Je lis depuis plusieurs jours des camerounais illuminés qui font la critique à leurs compatriotes du fait que ces derniers s’intéressent à l’élection présidentielle gabonaise sous le prétexte que Paul Biya est au pouvoir depuis 34 ans et dirige ce pays sans concession. Ce raisonnement est d’une faiblesse intellectuelle et d’une cécité stratégique coutumière à certains camerounais.
Primo retenez que le changement se produit dans une société qui a pu construire une forte culture politique. Or malheureusement les camerounais ne sont pas encore assez politisés. Ce n’est pas parce que quelques compatriotes débattent des questions politique sur les réseaux sociaux ou sur les plateaux de télévision que la société camerounaise est politisée non. Observez le faible encartement dans les partis politiques y compris de l’opposition; les débats quotidiens qui s’articulent beaucoup plus autour de l’alcool, du sexe et des intrigues, plutôt que les affaires de l’État; la dépolitisation des masses.
Or la culture politique est le produit d’une politisation des masses. Or la politisation des masses, comme le changement, s’opère à travers les dynamiques internes ( affaires nationales) et les dynamiques extérieures ( les affaires concernant les autres pays ou les questions de géopolitiques ou géostratégie). Donc en s’intéressant aux affaires gabonaises, ivoiriennes, burundaises et congolaises etc… les camerounais acquièrent progressivement une culture politique qui permettra à sa maturité de construire le coefficient d’indocilité nécessaire pour provoquer le changement.
Car il n’y a pas de changement dans un pays sans un coefficient d’indocilité fort. Paul Biya est au pouvoir non pas parce que son pouvoir est divin, non pas parce que les camerounais sont amorphes ou faibles mais c’est parce que le coefficient d’indocilité ‘ capacité de résistance face à l’oppression, capacité de revendiquer ses droits sans avoir peur de la répression, capacité à dire NON) n’est pas encore à un seuil suffisant pour provoquer le changement.
Le coefficient d’indocilité est à la fois une production de l’histoire et de la conjoncture. Il se construit progressivement. il n’est pas spontané tout comme il n’y a pas de changement spontané.
L’élection au Gabon les parlent. Ils choisissent leurs camps, défendent leurs idées. Discutent, débattent, argumentent. C’est d’autant plus important que le Gabon pays frère, ami et voisin partage à certains égards la même trajectoire socio-politique que le Cameroun: Ce sont tous des pays gouvernés par des acteurs de la Françafrique. Ping ou Bongo c’est la même chose. Mais en s’intéressant à l’élection gabonaise, les camerounais s’affrontent intellectuellement sur la trajectoire qu’ils veulent donner à leur propre pays. Ils cherchent des réponses à leurs propres questions. Ils définissent progressivement le changement dont ils ont besoin. En fait les camerounais débattent déjà de leur avenir.

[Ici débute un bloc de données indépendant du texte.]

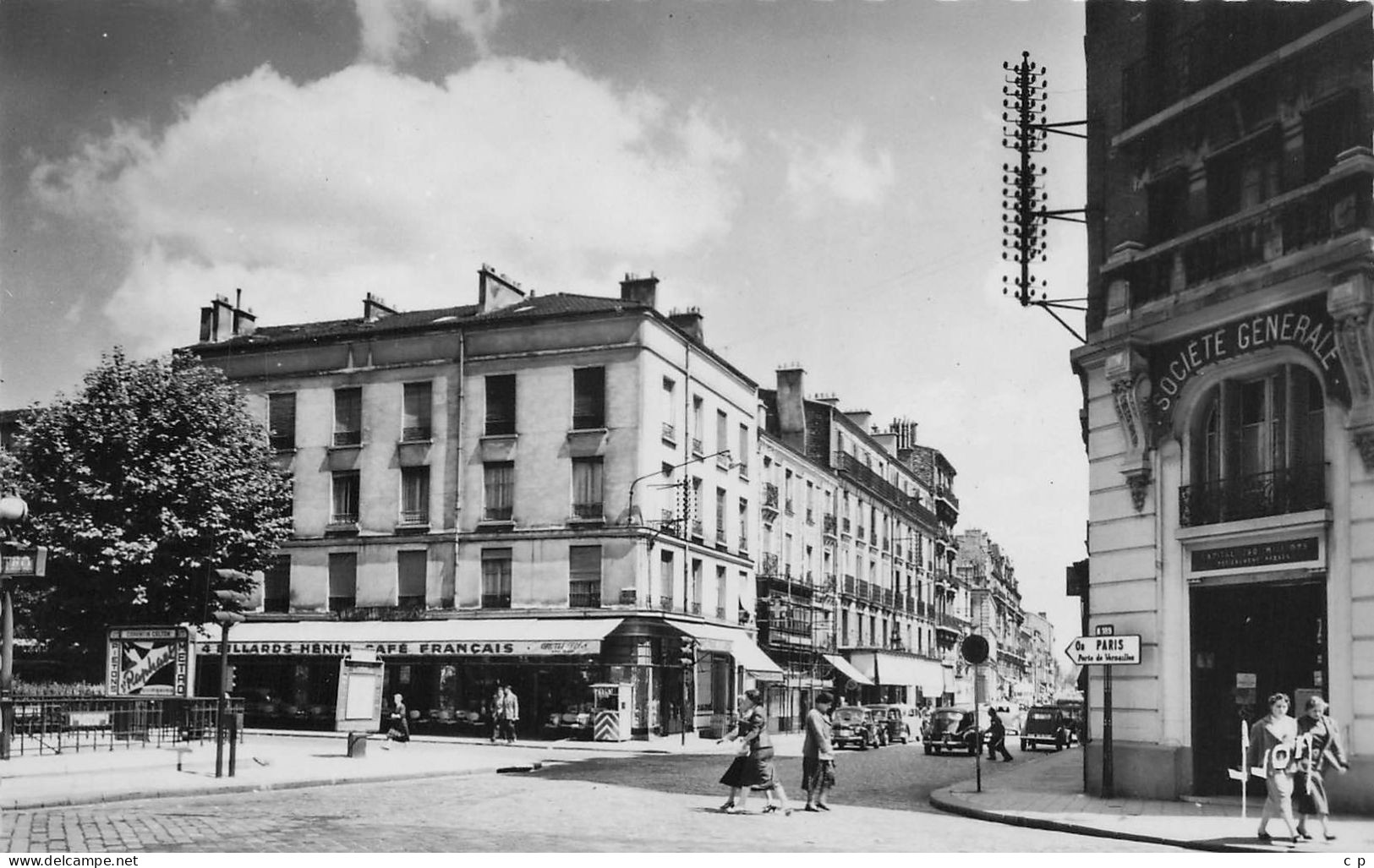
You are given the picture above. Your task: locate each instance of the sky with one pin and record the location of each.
(820, 177)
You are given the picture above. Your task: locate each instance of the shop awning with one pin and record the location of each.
(738, 643)
(896, 669)
(846, 669)
(439, 637)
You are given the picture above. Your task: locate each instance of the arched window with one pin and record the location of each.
(1256, 448)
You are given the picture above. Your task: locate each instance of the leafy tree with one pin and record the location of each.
(143, 483)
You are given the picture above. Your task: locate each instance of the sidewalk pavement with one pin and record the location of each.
(278, 760)
(1048, 793)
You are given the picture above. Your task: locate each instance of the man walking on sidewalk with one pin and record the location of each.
(509, 714)
(998, 740)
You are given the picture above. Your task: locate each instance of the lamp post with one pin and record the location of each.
(228, 614)
(13, 509)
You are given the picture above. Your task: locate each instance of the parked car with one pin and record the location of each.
(951, 729)
(1044, 725)
(1072, 710)
(855, 727)
(901, 723)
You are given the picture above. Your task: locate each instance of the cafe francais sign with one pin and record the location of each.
(1304, 325)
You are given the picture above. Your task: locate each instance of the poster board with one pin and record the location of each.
(147, 661)
(359, 705)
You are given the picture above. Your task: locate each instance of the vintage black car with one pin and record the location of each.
(951, 729)
(855, 727)
(1044, 725)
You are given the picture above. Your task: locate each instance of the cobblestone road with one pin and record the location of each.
(539, 812)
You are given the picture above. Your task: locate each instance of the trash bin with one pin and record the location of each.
(358, 745)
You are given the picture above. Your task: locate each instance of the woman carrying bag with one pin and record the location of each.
(753, 767)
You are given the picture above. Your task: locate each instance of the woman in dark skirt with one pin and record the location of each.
(1323, 747)
(753, 769)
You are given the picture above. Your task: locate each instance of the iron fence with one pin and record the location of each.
(72, 724)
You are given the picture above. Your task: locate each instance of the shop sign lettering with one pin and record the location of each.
(1304, 325)
(406, 648)
(1256, 555)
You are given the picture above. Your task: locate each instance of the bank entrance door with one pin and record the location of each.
(1249, 641)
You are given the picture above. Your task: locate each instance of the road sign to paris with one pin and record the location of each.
(1105, 650)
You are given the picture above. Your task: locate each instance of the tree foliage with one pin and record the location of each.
(142, 483)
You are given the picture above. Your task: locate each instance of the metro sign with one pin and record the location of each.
(24, 560)
(1105, 650)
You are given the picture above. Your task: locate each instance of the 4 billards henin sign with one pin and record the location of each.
(1105, 650)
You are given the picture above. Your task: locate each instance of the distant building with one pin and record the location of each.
(1229, 379)
(540, 490)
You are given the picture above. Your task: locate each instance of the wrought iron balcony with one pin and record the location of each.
(1336, 205)
(1278, 492)
(589, 511)
(584, 595)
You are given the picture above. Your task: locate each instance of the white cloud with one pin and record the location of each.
(846, 171)
(391, 29)
(309, 195)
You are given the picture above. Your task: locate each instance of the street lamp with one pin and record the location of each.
(230, 613)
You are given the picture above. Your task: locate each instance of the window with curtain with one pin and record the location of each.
(742, 459)
(496, 578)
(348, 417)
(589, 397)
(344, 510)
(1257, 448)
(411, 569)
(415, 494)
(281, 419)
(499, 490)
(587, 488)
(501, 404)
(584, 576)
(276, 584)
(417, 408)
(342, 580)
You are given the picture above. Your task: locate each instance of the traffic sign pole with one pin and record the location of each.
(1108, 783)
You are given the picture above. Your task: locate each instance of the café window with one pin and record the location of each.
(410, 578)
(344, 510)
(348, 417)
(276, 584)
(342, 581)
(415, 494)
(1256, 448)
(496, 578)
(1244, 175)
(589, 397)
(584, 576)
(281, 419)
(588, 489)
(501, 404)
(499, 490)
(417, 408)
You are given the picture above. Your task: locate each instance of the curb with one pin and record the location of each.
(944, 801)
(263, 787)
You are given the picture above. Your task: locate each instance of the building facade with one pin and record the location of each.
(529, 490)
(1229, 379)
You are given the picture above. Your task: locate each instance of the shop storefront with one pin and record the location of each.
(446, 670)
(895, 676)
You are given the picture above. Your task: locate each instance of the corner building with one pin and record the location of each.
(1229, 379)
(531, 490)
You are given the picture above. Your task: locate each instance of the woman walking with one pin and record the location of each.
(1273, 740)
(1319, 740)
(756, 767)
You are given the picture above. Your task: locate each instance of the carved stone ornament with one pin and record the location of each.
(1127, 374)
(1349, 301)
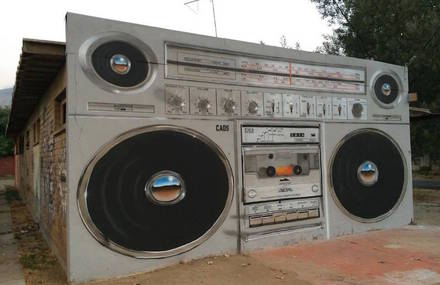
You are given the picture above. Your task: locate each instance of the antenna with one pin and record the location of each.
(188, 4)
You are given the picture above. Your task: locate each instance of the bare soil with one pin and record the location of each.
(41, 266)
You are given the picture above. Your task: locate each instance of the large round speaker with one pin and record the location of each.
(368, 175)
(386, 90)
(118, 62)
(156, 192)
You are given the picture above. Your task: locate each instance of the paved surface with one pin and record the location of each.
(410, 255)
(11, 272)
(427, 183)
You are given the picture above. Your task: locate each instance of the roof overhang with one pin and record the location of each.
(40, 61)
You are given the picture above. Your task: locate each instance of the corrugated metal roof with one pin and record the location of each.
(40, 61)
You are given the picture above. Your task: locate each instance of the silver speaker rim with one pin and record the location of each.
(85, 60)
(330, 177)
(373, 93)
(99, 236)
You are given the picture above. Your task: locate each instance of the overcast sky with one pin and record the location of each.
(247, 20)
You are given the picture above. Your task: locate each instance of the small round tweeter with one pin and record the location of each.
(386, 89)
(156, 192)
(118, 62)
(368, 175)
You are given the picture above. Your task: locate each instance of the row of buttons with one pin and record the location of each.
(256, 221)
(227, 102)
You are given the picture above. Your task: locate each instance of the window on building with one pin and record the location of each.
(60, 111)
(20, 145)
(27, 139)
(36, 131)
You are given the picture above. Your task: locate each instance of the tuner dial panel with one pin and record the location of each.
(228, 102)
(307, 107)
(324, 107)
(273, 105)
(177, 99)
(252, 104)
(203, 101)
(291, 106)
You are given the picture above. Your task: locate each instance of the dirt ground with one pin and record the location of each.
(41, 266)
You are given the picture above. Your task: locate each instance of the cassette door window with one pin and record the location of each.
(273, 173)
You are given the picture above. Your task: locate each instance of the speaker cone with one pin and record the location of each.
(156, 192)
(120, 63)
(386, 89)
(368, 175)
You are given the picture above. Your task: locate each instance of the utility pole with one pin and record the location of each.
(213, 14)
(213, 11)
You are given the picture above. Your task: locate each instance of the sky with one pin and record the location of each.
(246, 20)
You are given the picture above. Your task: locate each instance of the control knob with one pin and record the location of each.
(271, 171)
(297, 169)
(229, 106)
(253, 107)
(177, 102)
(204, 105)
(357, 109)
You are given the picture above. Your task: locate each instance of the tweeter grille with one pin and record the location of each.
(368, 175)
(386, 90)
(156, 192)
(118, 62)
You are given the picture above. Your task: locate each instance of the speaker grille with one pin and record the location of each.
(386, 89)
(120, 211)
(360, 200)
(101, 61)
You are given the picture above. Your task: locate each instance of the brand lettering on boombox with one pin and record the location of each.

LAISSEZ LES CAMEROUNAIS PARLER DU GABON, DE PING, DE ALI BONGO, parce que c’est du changement dans leur propre pays qu’ils représentent. C’est de leur pays qu’ils parlent. C’est la culture politique qu’ils acquièrent.
On ne renverse pas un système qui a 50 en interdisant à ses compatriotes de débattre. Ils doivent débattre de tout. Car de ces débats, naîtra peut-être l’émulation intellectuelle nécessaire pour créer le changement dans leur propre pays.